Aging
Navigate
Research Paper|Volume 15, Issue 19|pp 10322—10346

Analysis and experimental validation of fatty acid metabolism-related genes prostacyclin synthase (PTGIS) in endometrial cancer

Bo Wang1, Shuwen Ge1, Zihao Wang1, Wantong Wang1, Yuting Wang1, Hongrui Leng1, Xiaoxin Ma1
  • 1Department of Obstetrics and Gynecology, Shengjing Hospital of China Medical University, Shenyang 110000, Liaoning, People’s Republic of China
Received: July 11, 2023Accepted: September 9, 2023Published: October 4, 2023

Copyright: © 2023 Wang et al. This is an open access article distributed under the terms of the Creative Commons Attribution License (CC BY 3.0), which permits unrestricted use, distribution, and reproduction in any medium, provided the original author and source are credited.

Abstract

The deregulation of fatty acid metabolism plays a pivotal role in cancer. Our objective is to construct a prognostic model for patients with endometrial carcinoma (EC) based on genes related to fatty acid metabolism-related genes (FAMGs). RNA sequencing and clinical data for EC were obtained from The Cancer Genome Atlas (TCGA). Lasso-Penalized Cox regression was employed to derive the risk formula for the model, the score = esum(corresponding coefficient × each gene’s expression). Gene set enrichment analysis (GSEA) was utilized to examine the enrichment of KEGG and GO pathways within this model.

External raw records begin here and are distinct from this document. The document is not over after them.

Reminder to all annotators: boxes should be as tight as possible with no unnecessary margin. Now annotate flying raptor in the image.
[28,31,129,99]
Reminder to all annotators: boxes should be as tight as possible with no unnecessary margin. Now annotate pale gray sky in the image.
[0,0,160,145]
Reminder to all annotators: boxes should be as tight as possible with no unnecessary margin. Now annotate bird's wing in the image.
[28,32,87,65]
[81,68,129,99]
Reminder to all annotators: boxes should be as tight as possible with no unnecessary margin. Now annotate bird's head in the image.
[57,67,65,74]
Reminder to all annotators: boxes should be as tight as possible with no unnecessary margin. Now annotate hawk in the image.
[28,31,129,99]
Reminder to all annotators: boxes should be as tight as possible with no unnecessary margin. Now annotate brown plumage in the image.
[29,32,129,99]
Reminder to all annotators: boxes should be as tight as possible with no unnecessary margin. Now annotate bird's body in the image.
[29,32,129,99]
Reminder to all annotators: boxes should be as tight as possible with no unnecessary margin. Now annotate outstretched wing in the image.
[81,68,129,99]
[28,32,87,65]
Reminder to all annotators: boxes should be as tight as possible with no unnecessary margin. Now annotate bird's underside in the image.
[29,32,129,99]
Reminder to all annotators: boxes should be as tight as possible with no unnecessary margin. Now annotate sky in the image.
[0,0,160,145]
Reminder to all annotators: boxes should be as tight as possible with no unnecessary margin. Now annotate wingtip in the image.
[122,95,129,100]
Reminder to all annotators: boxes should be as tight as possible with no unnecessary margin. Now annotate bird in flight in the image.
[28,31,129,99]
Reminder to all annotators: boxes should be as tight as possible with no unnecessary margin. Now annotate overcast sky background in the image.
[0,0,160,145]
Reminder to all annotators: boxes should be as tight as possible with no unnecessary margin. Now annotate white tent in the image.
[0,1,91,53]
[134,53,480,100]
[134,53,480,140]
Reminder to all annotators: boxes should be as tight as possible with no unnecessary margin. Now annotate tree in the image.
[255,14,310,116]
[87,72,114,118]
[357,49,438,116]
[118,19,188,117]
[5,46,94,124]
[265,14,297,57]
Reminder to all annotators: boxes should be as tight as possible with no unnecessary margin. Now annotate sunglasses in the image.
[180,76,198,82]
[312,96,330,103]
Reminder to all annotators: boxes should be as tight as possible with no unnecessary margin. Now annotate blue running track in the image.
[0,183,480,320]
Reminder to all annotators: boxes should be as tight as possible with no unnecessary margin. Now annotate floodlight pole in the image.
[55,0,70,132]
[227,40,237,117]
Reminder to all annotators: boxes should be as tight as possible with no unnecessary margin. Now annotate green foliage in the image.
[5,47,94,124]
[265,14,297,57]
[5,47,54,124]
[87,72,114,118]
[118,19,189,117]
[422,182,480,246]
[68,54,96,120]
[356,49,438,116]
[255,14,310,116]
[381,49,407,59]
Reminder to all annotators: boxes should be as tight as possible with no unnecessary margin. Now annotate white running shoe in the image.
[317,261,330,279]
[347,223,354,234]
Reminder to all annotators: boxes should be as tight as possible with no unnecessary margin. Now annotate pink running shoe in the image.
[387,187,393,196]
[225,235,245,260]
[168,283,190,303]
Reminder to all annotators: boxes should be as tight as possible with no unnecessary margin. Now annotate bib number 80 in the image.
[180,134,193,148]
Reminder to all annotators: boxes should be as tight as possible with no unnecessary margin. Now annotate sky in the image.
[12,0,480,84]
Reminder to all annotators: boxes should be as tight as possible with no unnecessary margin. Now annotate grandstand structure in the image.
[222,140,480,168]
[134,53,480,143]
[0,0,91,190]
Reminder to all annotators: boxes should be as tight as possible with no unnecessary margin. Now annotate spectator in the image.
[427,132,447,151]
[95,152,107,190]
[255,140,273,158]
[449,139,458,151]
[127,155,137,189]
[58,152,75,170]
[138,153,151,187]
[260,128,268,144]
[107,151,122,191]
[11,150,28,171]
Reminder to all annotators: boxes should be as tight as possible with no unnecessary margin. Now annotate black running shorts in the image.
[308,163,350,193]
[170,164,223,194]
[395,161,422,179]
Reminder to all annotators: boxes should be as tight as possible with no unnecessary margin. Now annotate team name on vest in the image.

Correlation analysis of immune function was conducted using Single-sample GSEA (ssGSEA). The “ESTIMATE” package in R was utilized to evaluate the tumor microenvironment. The support vector machine recursive feature elimination (SVM-RFE) and randomforest maps were employed to identify key genes. The effects of PTGIS on the malignant biological behavior of EC were assessed through CCK-8 assay, transwell invasion assay, cell cycle analysis, apoptosis assay, and tumor xenografts in nude mice. A novel prognostic signature comprising 10 FAMGs (INMT, ACACB, ACOT4, ACOXL, CYP4F3, FAAH, GPX1, HPGDS, PON3, PTGIS) was developed. This risk score serves as an independent prognostic marker validated for EC. According to ssGSEA analysis, the low- and high-risk groups exhibited distinct immune enrichments. The key gene PTGIS was screened by SVM-RFE and randomforest method. Furthermore, we validated the expression of PTGIS through qRT-PCR. In vitro and in vivo experiments also confirmed the effect of PTGIS on the malignant biological behavior of EC.